Tesco's 134 Chinese stores and its shopping mall business are being vacuumed up by China Resources Enterprises Ltd., which is the supermarket leader with nearly 3,000 stores across the country. In exchange, Tesco gets a 20 percent stake in a joint venture with China Resources that will operate the combined retailing businesses.
The China business of Tesco, Britain's biggest retailer by sales, suffered a pre-tax loss of 222 million pounds ($360 million) in its most recent financial year. The year before, it lost 125 million pounds.
"Through this deal we have a strong platform in one of the world's most exciting markets and it will move us more quickly to profitability in China," Tesco CEO Philip Clarke said yesterday.
Tesco's decision to stop operating independently is another misstep by a foreign company in China's fast growing retailing industry, where competition from local rivals and online shopping is fierce. A slowdown in the world's second biggest economy has added to the challenges. Economic growth slowed to a two-decade low of 7.5 percent in the latest quarter.

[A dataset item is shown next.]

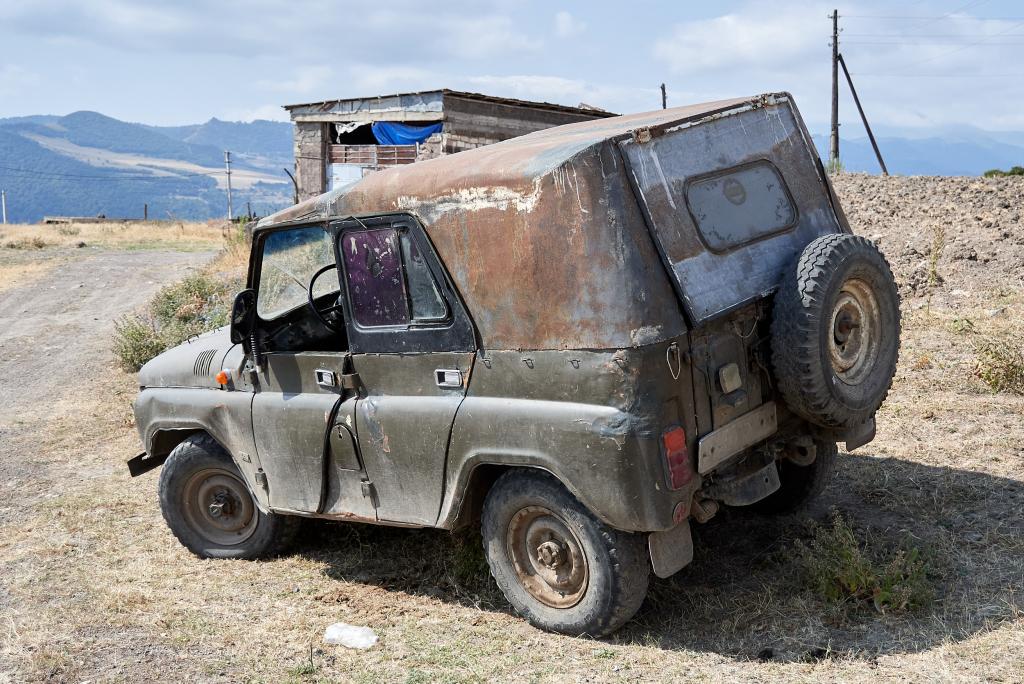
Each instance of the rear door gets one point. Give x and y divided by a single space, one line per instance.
730 200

Tesco will pay China Resources 4.325 billion Hong Kong dollars ($558 million) for the 20 percent stake in the joint venture. It has an option for an additional 5 percent five years after the deal is done. Some HK$4 billion of the payment will go to China Resources as a special dividend, with the rest to be used as working capital.
The joint venture will operate supermarkets, hypermarkets, convenience stores, cash and carry businesses and liquor stores, as well as online versions of these businesses. It will be the leading retailer in seven of China's eight wealthiest and most populous provinces, Tesco said.
Tesco, which entered China in 2004, has stores in 11 provinces, most of them in the cities of Shanghai and Tianjin and the northeastern province of Liaoning.
The deal is expected to close in the first half of 2014, subject to regulatory and shareholder approval.
China Resources said the tie-up will combine "local customer insights and international retail best practice" and also drive the "internationalization" of China's retail industry.
China Resources is the market leader in the country's highly fragmented supermarket business, with 3 percent share of a grocery market worth 3.8 trillion yuan ($620 billion), according Euromonitor International.
Revenue at the combined business is expected to be nearly 10 billion pounds ($16 billion) a year.
Tesco is the latest of several European and US retailers to suffer a hard landing from dreams of easy riches in China.
Last year, US-based home improvement retailer Home Depot Inc., which entered China in 2006 by acquiring a local chain, closed its seven remaining big box outlets to focus on internet-based sales and specialty stores.
In 2011, US electronics retailer Best Buy stunned customers and employees when it closed all nine of its Best Buy-branded Chinese stores in order to focus on its Five Star outlets, which it acquired through the purchase of a provincial retailer.
The announcement comes as Tesco scales back an aggressive international expansion to refocus on its mainstay U.K. market. The company yesterday reported that interim net profit fell by about half to 820 million pounds,
"With profits nose-diving in Europe and Asia, the foreign markets that once provided a perfect hedge against weak demand at home are now more hurdle than help," said John Ibbotson, director of U.K. consultancy Retail Vision.
Earlier this year, Tesco beat a retreat from the US by selling off its unprofitable Fresh & Easy supermarket chain. The chain flopped mainly because Tesco opened it just before the start of the economic crisis and misjudged the shopping habits of its target customers. It also said it would leave Japan.